The stores that embraced the concept of consistency saw an astounding 7 percent increase in store revenue. A $30,000 investment in labor hours yielded almost $3 million in incremental sales.
The stores also saw decreases in theft, managers spending much less time on scheduling (in one case reducing the time from three days to four hours), and improved stock organization. Better organization meant fewer "false out-of-stocks" (in which employees mistakenly believe they don't have a requested item in the midst of a disorganized stock room).
Find all these benefits hard to believe? The steady schedule had a huge positive impact merely by enabling employees to more consistently be on time--knowing what bus to catch, for example.
The study highlighted four productivity drains common in many businesses (ones that you can avoid):
1. Lack of consistency
It should raise eyebrows that something as simple as consistency can have such profound effects. But social science isn't surprised.
In fact, research by social psychologist David De Cremer indicates that inconsistency in work patterns (and leaders) confuses people, erodes trust, causes fear, and can lead to "learned inertia," in which employees, paralyzed by uncertainty, disengage from their jobs and avoid interactions with inconsistent managers.
People need patterns. Patterns produce certainty. Certainty allows employees to focus on productivity-boosting behaviors--such as, in this case, providing better service.
So pay attention to not only what you're asking your employees to do but also how you're asking them to do it.
2. A tendency to ignore hidden costs
In retail, it's tempting to focus on the short-term profitability gains of cutting staff--and ignore the long-term costs of decreasing revenue and diminishing customer experience and brand perception. When we don't ask ourselves about the hidden costs of a profit-enhancing dictate, we overlook the true net total impact on productivity and other important metrics.

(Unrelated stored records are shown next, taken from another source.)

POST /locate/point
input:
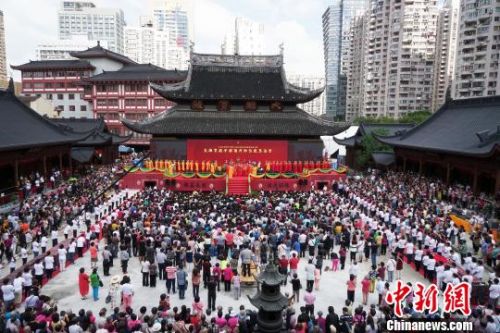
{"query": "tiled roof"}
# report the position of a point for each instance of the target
(464, 127)
(259, 78)
(140, 72)
(99, 52)
(370, 128)
(23, 128)
(290, 122)
(53, 64)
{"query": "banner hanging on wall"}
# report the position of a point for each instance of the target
(237, 150)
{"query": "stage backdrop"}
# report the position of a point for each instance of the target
(243, 150)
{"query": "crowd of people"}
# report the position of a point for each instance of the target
(202, 243)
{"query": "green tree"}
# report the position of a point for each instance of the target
(414, 117)
(369, 145)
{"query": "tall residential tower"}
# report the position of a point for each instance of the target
(446, 48)
(477, 70)
(399, 57)
(336, 22)
(174, 19)
(3, 57)
(83, 17)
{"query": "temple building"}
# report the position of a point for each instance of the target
(99, 144)
(354, 143)
(234, 107)
(460, 143)
(29, 142)
(99, 83)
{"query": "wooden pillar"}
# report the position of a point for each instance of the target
(448, 173)
(44, 166)
(70, 163)
(16, 172)
(497, 182)
(474, 180)
(60, 161)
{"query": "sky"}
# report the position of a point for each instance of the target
(295, 23)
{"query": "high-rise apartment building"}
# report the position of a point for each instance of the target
(139, 43)
(249, 37)
(399, 57)
(3, 56)
(60, 49)
(354, 67)
(173, 18)
(446, 47)
(477, 70)
(336, 22)
(316, 106)
(227, 45)
(83, 17)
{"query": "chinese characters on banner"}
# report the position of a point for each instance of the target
(455, 298)
(242, 150)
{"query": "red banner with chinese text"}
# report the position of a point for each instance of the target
(237, 150)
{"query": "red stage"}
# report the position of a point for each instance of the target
(188, 182)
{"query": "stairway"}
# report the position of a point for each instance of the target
(237, 186)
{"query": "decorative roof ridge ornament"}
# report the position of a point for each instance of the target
(488, 136)
(236, 60)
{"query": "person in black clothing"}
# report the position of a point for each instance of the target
(212, 292)
(331, 319)
(345, 321)
(303, 317)
(296, 286)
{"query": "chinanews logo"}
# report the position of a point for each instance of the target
(432, 326)
(455, 298)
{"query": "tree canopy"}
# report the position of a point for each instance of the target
(410, 118)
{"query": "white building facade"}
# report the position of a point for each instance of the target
(477, 71)
(83, 17)
(446, 48)
(399, 57)
(249, 37)
(173, 18)
(354, 67)
(316, 106)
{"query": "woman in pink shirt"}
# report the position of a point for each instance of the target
(351, 288)
(198, 306)
(365, 288)
(220, 321)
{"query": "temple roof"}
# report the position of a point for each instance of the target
(53, 64)
(95, 131)
(100, 52)
(180, 120)
(469, 127)
(370, 128)
(236, 78)
(384, 158)
(23, 128)
(139, 72)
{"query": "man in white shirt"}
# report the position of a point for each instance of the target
(494, 292)
(431, 265)
(18, 288)
(61, 254)
(49, 265)
(8, 294)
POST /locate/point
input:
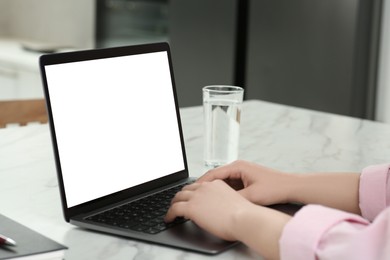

So, entrepreneurs and other leaders seeking short-term profit, carefully consider any hidden costs of cost-reduction efforts.
3. Misaligned goals
Gap unveiled what many companies struggle with--the boss dictates one thing, but those closest to the business want to do another. In Gap's case, this led to havoc-wreaking incidents. A shipping mistake sent 5,000 units of product to a store versus 2,000, throwing the reduced staff into a frenzy of unexpected, non-customer-facing work.
I often saw initiatives change on a dime in corporate life. Poorly communicated HQ-driven marketing initiatives created major headaches for the sales force, causing them to manage executional details rather than spend time on selling to customers.
So, leaders, ensure the goals of your "HQ" (even if HQ is just you) are closely aligned with those on the frontlines.
4. Lack of autonomy
The study gave store managers discretion to implement the proposed changes as they saw fit. Such discretion led to astonishingly better results. When HQ micromanaged, it caused trouble.
For example, the study cited frequent visits from HQ leadership as disruptive, keeping store employees from doing their core work. I personally experienced this quite often in corporate, where an upcoming leadership visit would throw a team into weeks of over-the-top, unnecessary prep work to ensure a "good meeting."
I came to learn that people fear a bad meeting more than a bad result, and leadership visits feed this unhelpful chain of events. I even heard that one plant manager had his team spray paint the grass outside the plant green to make it look spiffy for an HQ visit.
If you're part of HQ, embrace the power of autonomy. Have awareness of what happens when you don't grant it.
Net, let's revel in what retail has taught us and ring up productivity gains by squashing inconsistency and other productivity killers.